Sie erinnerten an die glitzernden 60er Jahre, insbesondere an Andy Warhols mit Folie bedeckte Silberfabrik, die zufällig von einer Ausstellung in der Gagosian Gallery am Place Vendôme heraufbeschworen wird. „Es war die perfekte Zeit, über Silber nachzudenken“, schrieb Warhol später über diese Zeit und sein sagenumwobenes Atelier. Silber sei sowohl die Zukunft als auch die Vergangenheit, stellte er fest. Astronauten trugen es. Darin wurden Hollywood-Schauspielerinnen aus dem Goldenen Zeitalter fotografiert. Am wichtigsten ist, dass die Spiegel mit Silber hinterlegt sind. „Silber war Narzissmus“, sagte Warhol.
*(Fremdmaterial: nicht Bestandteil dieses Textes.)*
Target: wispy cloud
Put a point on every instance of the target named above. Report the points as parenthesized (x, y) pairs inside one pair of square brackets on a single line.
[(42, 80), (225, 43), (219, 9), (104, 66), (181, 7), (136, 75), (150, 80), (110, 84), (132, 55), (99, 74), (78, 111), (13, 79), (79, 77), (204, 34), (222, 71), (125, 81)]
Kann irgendjemand daran zweifeln, dass er wie üblich das nächste Zeitalter des Narzissmus prophezeite, das von TikTok und Instagram?

Angesichts dessen erscheint die kommerzielle Logik, nach der der neue CEO von Louis Vuitton, Pietro Beccari, Pharrell Williams mit der Gestaltung seiner Herrenkollektion beauftragt hat, so unwiderstehlich wie ein Bulldozer.

Lassen Sie die Kritiker über die Designvorschläge von Mr. Williams schimpfen, die in gewisser Weise inmitten eines zig Millionen Dollar teuren Spektakels an einem Abend verloren gegangen sind, an dem Vuitton das Zentrum von Paris kolonisierte und den sagenumwobenen Pont Neuf eroberte. Bemalen Sie es im Muster seines Markenzeichens Damier-Druck; und den Gospelchor „Voices of Fire“ aus Virginia, dem Heimatstaat von Mr. Williams, zu importieren, um eine mitreißende Komposition von ihm mit dem Titel „Joy (Unspeakable)“ zu singen, die die schwarze Spiritualität als Werbeträger für unverfrorenen Materialismus nutzte. („Wenn du es willst, kannst du es haben!“, schmetterten sie. „Wenn du es brauchst, kannst du es haben!“)

In einer konsolidierten Luxusgüterbranche, in der drei Gruppen (LVMH, Kering und Richemont) fast das gesamte Ökosystem kontrollieren, kommt die Markteroberung der einzig wahren Religion gleich. Designer sind seine Missionare, und am Dienstagabend schien Mr. Williams genau die Person zu sein, die uns alle auf dem Weg zur Bank zur Kirche begleitete.

Zur Überraschung von niemandem, der mit Mr. Williams‘ Wohlfühlmusik vertraut war, waren die Kleidungsstücke rein kommerziell („Jedes einzelne Ding wird sich verkaufen“, wie ein Einzelhändler sagte). Vieles davon war in einem gepixelten Damouflage-Muster wiedergegeben, das eine Schuld darstellte zu einem früheren Experiment von Mr. Williams’ Freund Nigo bei Kenzo; Versionen der mittelhohen Regenstiefel mit Stollensohle, die Kanye West schon seit einiger Zeit verkauft; Damier Denim-Trenchcoats, Anzüge, Biker- und College-Jacken; Mary-Jane-Schuhe; und die überaus wichtigen Keepall-, Alma-, Neverfull- und Speedy-Taschen, um die es, seien wir ehrlich, bei den Louis Vuitton-Shows wirklich geht.